Le hic c'est que, depuis quelques dizaines d'années, c’est-à-dire, le Concile Vatican 2, les chrétiens ont remarqué que ce petit Catéchisme n’avait quasi rien à voir avec les évangiles. Particulièrement sur Dieu, sur l’essentiel. Ainsi à la question : « Qui est Dieu ? » la réponse disait à peu près : « Dieu est un être tout puissant, infiniment bon, éternel, immuable, impassible... etc. » Une telle réponse, qui semblait tout dire, ne disait rien. Car que veulent dire ces adjectifs ? De plus, elle menait à une impasse. Comment expliquer en effet qu’un être infiniment puissant et infiniment bon puisse laisser souffrir à ce point les êtres humains ?
Quand Jésus s'exprime sur Dieu, nous sommes dans un autre monde ! Il raconte une histoire : un père avait deux fils, un fils fautif et un fils « en ordre ». Et quand, tout penaud, revient le fils fautif, le père court vers lui pour le serrer dans ses bras. Ce père est comme Dieu, dit Jésus. Ou encore : Dieu est ce berger qui a cent brebis. Si une vient à s’égarer, il la cherche jusqu'à ce qu'il la retrouve ! Ce berger est comme Dieu, dit à nouveau Jésus.
Chez Jésus donc, pas de définition sur Dieu mais des images. Si vous voulez imaginer Dieu, dit-il, pensez à un père qui aime passionnément ses deux fils, autant celui qui s'est mal conduit que celui qui est « en ordre», qui est malade de jalousie. Ou pensez à ce berger qui cherche sa brebis égarée jusqu'à ce qu'il la retrouve. On peut penser aussi à la meilleure des mamans, au meilleur des papas. Dieu est à imaginer dans cette direction-là. Les paroles de Jésus dans les évangiles et l’enseignement du catéchisme n’ont vraiment rien de commun ! Autre remarque : si la plupart des chrétiens connaissent si peu les évangiles, ce n’est vraiment pas de leur faute.
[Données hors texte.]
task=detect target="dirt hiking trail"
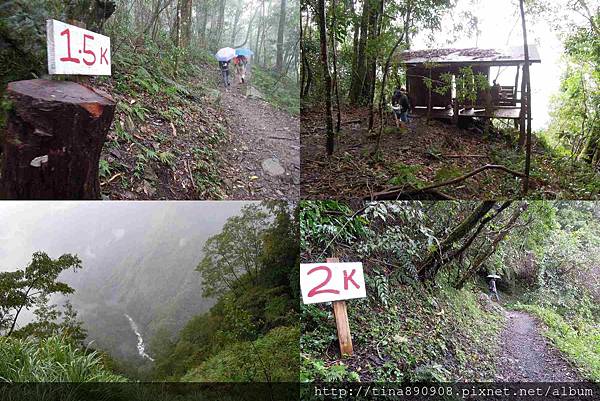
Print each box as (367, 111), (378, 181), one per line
(219, 78), (299, 201)
(495, 310), (581, 381)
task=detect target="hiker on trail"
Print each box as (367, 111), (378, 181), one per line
(488, 274), (500, 302)
(219, 60), (231, 87)
(392, 87), (411, 125)
(234, 55), (248, 84)
(491, 80), (501, 105)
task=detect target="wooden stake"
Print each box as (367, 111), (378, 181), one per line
(326, 257), (353, 356)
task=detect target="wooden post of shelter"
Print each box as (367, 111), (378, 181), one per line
(514, 65), (521, 129)
(327, 257), (354, 356)
(0, 79), (115, 199)
(452, 98), (459, 126)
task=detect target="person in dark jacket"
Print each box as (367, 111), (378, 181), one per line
(392, 87), (411, 123)
(219, 60), (231, 87)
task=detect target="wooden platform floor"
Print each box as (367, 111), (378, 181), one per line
(411, 106), (521, 120)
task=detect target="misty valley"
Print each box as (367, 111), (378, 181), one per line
(0, 201), (299, 387)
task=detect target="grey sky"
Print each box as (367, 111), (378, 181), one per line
(0, 201), (252, 272)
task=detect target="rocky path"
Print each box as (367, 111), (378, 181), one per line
(495, 310), (581, 381)
(220, 79), (299, 200)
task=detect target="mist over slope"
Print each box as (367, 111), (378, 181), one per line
(0, 202), (250, 361)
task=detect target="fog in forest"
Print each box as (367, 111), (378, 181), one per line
(0, 201), (251, 362)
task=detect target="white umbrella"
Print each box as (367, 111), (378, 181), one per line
(487, 274), (501, 279)
(215, 47), (236, 62)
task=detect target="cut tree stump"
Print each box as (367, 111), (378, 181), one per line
(0, 79), (116, 199)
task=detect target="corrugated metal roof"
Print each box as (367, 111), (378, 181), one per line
(400, 45), (541, 65)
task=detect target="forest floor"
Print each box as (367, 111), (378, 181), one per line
(218, 79), (300, 200)
(96, 55), (298, 200)
(495, 310), (581, 382)
(301, 106), (600, 199)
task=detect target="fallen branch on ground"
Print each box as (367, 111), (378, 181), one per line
(442, 154), (487, 158)
(368, 164), (525, 200)
(268, 136), (296, 141)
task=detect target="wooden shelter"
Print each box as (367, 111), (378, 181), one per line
(398, 46), (541, 121)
Jésus dit beaucoup d’autres choses sur Dieu. Ainsi, alors que l'on imagine si souvent Dieu comme lointain, « là-haut, là-bas », Jésus affirme qu'il est ici, parmi nous, au cœur de ce monde et même au cœur de notre cœur. Déjà le premier Testament le disait : le Seigneur Dieu est là-haut dans le ciel comme ici-bas sur la terre... Jésus va plus loin : « Le Royaume de Dieu est parmi vous », dit-il. Et même « en vous » ! Dieu est un Père au milieu de ses enfants.
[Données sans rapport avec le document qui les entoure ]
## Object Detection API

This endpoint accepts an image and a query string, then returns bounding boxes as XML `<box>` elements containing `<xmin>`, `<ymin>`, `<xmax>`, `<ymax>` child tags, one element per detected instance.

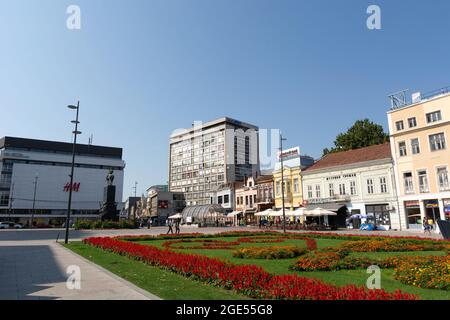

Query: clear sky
<box><xmin>1</xmin><ymin>0</ymin><xmax>450</xmax><ymax>198</ymax></box>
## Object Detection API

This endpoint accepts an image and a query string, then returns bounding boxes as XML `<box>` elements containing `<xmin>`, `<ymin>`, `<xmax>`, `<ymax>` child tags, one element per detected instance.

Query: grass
<box><xmin>65</xmin><ymin>242</ymin><xmax>249</xmax><ymax>300</ymax></box>
<box><xmin>136</xmin><ymin>236</ymin><xmax>450</xmax><ymax>300</ymax></box>
<box><xmin>65</xmin><ymin>235</ymin><xmax>450</xmax><ymax>300</ymax></box>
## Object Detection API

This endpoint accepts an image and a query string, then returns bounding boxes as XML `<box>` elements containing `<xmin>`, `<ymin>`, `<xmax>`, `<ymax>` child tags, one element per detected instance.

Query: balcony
<box><xmin>255</xmin><ymin>197</ymin><xmax>274</xmax><ymax>204</ymax></box>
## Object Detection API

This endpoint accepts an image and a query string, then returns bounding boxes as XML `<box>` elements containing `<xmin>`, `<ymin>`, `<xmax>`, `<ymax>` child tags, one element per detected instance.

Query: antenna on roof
<box><xmin>88</xmin><ymin>134</ymin><xmax>93</xmax><ymax>145</ymax></box>
<box><xmin>388</xmin><ymin>89</ymin><xmax>409</xmax><ymax>110</ymax></box>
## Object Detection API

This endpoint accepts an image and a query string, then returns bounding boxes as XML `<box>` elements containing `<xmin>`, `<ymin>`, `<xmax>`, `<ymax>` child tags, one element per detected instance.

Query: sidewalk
<box><xmin>0</xmin><ymin>239</ymin><xmax>160</xmax><ymax>300</ymax></box>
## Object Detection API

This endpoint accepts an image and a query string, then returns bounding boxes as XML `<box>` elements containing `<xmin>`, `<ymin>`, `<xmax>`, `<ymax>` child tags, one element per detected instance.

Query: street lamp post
<box><xmin>65</xmin><ymin>101</ymin><xmax>81</xmax><ymax>244</ymax></box>
<box><xmin>30</xmin><ymin>175</ymin><xmax>38</xmax><ymax>229</ymax></box>
<box><xmin>279</xmin><ymin>133</ymin><xmax>287</xmax><ymax>233</ymax></box>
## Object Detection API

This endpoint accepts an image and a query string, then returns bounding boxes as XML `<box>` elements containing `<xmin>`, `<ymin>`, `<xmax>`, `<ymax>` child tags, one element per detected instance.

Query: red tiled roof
<box><xmin>304</xmin><ymin>143</ymin><xmax>392</xmax><ymax>172</ymax></box>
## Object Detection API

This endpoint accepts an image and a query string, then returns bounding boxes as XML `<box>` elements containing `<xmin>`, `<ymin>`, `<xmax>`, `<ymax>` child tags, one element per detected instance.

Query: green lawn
<box><xmin>65</xmin><ymin>242</ymin><xmax>249</xmax><ymax>300</ymax></box>
<box><xmin>136</xmin><ymin>236</ymin><xmax>449</xmax><ymax>300</ymax></box>
<box><xmin>66</xmin><ymin>235</ymin><xmax>450</xmax><ymax>300</ymax></box>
Et la « Trinité » ? Même si Jésus n'a jamais utilisé ce mot, les évangiles évoquent sa réalité. Ainsi au baptême de Jésus, l'Esprit de Dieu se pose sur Jésus, comme se pose une colombe et demeure en lui. Et une voix vient du ciel : « Tu es mon Fils bien-aimé ! » Les évangiles présentent donc Jésus comme le « Fils du Père » et affirment que « l'Esprit » ou le « Souffle de Dieu » demeure en lui. Jésus en conclura vite que l'Esprit de Dieu demeure en chaque être humain, que chaque être humain est donc fille ou fils du Père.
Cette réalité affirmée par Jésus ne se démontre pas mais nous donne à croire que Dieu n'est pas un être solitaire. Il est « communion de personnes ». De personnes présentes au coeur de ce monde. Saint Paul écrit qu'il y a non pas une preuve mais un signe que l'Esprit de Dieu habite en nous. C'est, dit-il, que nous sommes capables d'appeler Dieu « Père » ou « Papa » ! Puisque nous sommes ses héritiers avec le Christ. Avec cette conséquence que si Dieu est communion de personnes, nous, qui sommes faits à son image, nous sommes appelés à vivre en communion entre nous, les êtres humains. C’est le rêve du Dieu Trinité.